We then go on like this:

$$ \sqrt{2\pi} \hat \Phi_n(k) = e^{\frac{1}{2}k^2} \int_{\mathbb{R} } e^{-x^2} \Big( \frac{d}{dx} \Big)^n e^{\frac{1}{2}(x - ik)^2} dx = i^n e^{\frac{1}{2}k^2} \int_{\mathbb{R} } e^{-x^2} \Big( \frac{d}{dk} \Big)^n e^{\frac{1}{2}(x - ik)^2} dx $$

where we completed the square in the exponent and then used the following lemma:

Lemma 1: \( \forall n \in \mathbb{Z}_{\geqslant 0}: i^n \Big( \frac{d}{dk} \Big)^n e^{\frac{1}{2}(x - ik)^2} = \Big( \frac{d}{dx} \Big)^n e^{\frac{1}{2}(x - ik)^2} \)

Proof of Lemma 1:

By induction.

\( n = 0 \) : \( i^0 e^{\frac{1}{2}(x - ik)^2} = e^{\frac{1}{2}(x - ik)^2} \) is the trivial case.

\( n-1 \rightarrow n \) :

$$ i^n \Big( \frac{d}{dk} \Big)^n e^{\frac{1}{2}(x - ik)^2} = i^{n-1} \Big( \frac{d}{dk} \Big)^{n-1} i (-i) (x-ik) e^{\frac{1}{2}(x - ik)^2} = i^{n-1} \Big( \frac{d}{dk} \Big)^{n-1} (x-ik) e^{\frac{1}{2}(x - ik)^2} = \\ = i^{n-1} \Big( \frac{d}{dk} \Big)^{n - 1} \frac{d}{dx} e^{\frac{1}{2}(x - ik)^2} = i^{n-1} \frac{d}{dx} \Big( \frac{d}{dk} \Big)^{n - 1} e^{\frac{1}{2}(x - ik)^2} $$

where for the last equality we used Schwarz's theorem. With the induction assumption everything follows. \( \square \)

Okay, ladies and gentlemen, listen carefully. Lemma 2 is incredibly boring to prove. We've found a shorter and more general way to do this. I've marked the subparts that divide in two versions separately.

Lemma 2: Let \( f \in \mathcal{S}(\mathbb{R}) \) and \( \lambda (k) \in C^{\infty} \) be a function only depending on k. Then: \( \left( \frac{d}{dk} \right)^{n} \lambda (k) \hat f(k) = \frac{1}{\sqrt{2\pi}} \int_{\mathbb{R}} \left( \frac{d}{dk} \right)^n \lambda (k) f(x) e^{-ikx} dx \).

Proof.

\( \vdash \) : \( \mathcal{S}(\mathbb{R}) \subset L^1( \mathbb{R} ) \)

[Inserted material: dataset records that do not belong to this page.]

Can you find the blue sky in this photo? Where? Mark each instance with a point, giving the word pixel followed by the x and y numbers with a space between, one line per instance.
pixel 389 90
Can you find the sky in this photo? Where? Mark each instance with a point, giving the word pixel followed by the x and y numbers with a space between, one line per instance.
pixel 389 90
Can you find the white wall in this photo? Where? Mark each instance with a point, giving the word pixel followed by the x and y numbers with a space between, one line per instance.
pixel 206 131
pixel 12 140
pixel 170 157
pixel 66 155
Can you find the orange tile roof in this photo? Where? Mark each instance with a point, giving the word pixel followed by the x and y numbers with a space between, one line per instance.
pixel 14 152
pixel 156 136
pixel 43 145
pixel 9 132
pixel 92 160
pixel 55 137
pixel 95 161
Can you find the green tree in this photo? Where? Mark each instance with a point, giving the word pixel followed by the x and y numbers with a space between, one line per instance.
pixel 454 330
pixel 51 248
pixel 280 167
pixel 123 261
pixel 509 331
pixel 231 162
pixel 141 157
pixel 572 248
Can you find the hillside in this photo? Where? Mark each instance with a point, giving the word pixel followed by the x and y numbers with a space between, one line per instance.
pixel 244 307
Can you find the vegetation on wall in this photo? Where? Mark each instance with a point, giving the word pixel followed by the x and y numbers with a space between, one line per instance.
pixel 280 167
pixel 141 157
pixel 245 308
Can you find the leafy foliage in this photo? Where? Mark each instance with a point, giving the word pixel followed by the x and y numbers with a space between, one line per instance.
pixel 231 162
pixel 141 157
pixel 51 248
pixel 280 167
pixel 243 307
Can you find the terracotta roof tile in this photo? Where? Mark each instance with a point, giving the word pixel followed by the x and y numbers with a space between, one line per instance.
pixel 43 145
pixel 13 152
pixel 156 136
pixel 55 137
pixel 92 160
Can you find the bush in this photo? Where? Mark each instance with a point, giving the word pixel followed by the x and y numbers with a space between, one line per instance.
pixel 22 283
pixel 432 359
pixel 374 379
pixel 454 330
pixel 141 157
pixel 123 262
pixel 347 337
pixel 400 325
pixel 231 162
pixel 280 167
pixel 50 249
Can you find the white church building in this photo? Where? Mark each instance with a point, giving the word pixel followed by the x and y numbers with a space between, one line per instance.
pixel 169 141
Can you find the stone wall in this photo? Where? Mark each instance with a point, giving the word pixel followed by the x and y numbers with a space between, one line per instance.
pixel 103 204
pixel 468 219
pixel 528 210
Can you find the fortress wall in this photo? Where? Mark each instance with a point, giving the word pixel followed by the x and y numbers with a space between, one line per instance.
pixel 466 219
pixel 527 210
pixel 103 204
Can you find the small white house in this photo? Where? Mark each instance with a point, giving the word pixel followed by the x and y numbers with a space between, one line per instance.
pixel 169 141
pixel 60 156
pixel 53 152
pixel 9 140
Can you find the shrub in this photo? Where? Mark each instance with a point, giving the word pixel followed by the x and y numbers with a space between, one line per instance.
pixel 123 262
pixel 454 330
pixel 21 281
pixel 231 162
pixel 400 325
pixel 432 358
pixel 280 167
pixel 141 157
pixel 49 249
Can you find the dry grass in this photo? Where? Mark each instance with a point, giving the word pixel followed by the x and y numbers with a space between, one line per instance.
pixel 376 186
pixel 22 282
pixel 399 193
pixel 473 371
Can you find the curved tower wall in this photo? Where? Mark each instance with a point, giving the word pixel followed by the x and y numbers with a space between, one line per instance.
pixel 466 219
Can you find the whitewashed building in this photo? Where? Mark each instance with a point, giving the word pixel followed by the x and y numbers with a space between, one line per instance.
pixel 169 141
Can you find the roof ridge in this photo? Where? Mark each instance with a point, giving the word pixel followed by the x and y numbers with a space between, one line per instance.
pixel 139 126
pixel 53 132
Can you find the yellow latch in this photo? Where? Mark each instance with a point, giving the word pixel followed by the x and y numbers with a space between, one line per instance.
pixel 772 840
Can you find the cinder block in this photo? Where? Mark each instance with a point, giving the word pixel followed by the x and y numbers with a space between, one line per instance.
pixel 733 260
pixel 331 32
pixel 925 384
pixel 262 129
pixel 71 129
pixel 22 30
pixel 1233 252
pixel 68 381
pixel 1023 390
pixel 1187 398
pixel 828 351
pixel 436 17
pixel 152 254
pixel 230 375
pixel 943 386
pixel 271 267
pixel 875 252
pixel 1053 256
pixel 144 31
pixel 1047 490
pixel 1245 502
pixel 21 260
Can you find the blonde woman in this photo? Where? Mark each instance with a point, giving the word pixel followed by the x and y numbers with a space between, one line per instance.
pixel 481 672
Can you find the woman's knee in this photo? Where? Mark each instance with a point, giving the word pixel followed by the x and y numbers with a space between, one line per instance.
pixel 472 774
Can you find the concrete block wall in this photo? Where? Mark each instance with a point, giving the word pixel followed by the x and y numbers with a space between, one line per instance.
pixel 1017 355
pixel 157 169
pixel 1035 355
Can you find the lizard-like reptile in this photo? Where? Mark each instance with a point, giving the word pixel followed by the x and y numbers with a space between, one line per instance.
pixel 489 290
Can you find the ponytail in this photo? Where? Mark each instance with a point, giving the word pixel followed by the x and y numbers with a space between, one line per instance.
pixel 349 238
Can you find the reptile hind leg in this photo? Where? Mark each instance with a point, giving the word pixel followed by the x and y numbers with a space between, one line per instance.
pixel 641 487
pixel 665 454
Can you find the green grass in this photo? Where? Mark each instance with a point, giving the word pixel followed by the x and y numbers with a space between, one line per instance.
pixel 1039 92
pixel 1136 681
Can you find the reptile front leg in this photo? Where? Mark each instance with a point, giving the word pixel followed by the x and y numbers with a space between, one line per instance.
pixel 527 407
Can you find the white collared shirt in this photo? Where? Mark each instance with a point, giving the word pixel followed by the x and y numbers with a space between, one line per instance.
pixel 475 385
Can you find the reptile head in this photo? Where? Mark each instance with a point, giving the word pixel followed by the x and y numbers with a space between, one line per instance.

Indeed, from Series 11, Ex. 1 we know:

$$ \left| f(x) \right| \leq \frac{C}{(1 + \vert x \vert^2)} $$

for some \( C \in \mathbb{R} \) and thus:

$$ \int_{\mathbb{R}} \left| f(x) \right| dx \leq \int_{\mathbb{R}} \left| \frac{C}{(1 + \vert x \vert^2)} \right| dx < \infty $$

Version 1

Using the property

Now, we use an induction argument for \( \left( \frac{d}{dk} \right)^n \hat f(k) = \frac{1}{\sqrt{2\pi}} \int_{\mathbb{R}} \left( \frac{d}{dk} \right)^n f(x) e^{-ikx} dx \)

(well-defined since \( f \in \mathcal{S}(\mathbb{R}) \Rightarrow \hat f(k) \in \mathcal{S}(\mathbb{R}) \subset C^{\infty} \) from a lemma in the script):

\( n = 0 \) is the trivial case.

\( n - 1 \rightarrow n: \)

Let \( h_m \) be an arbitrary zero-sequence.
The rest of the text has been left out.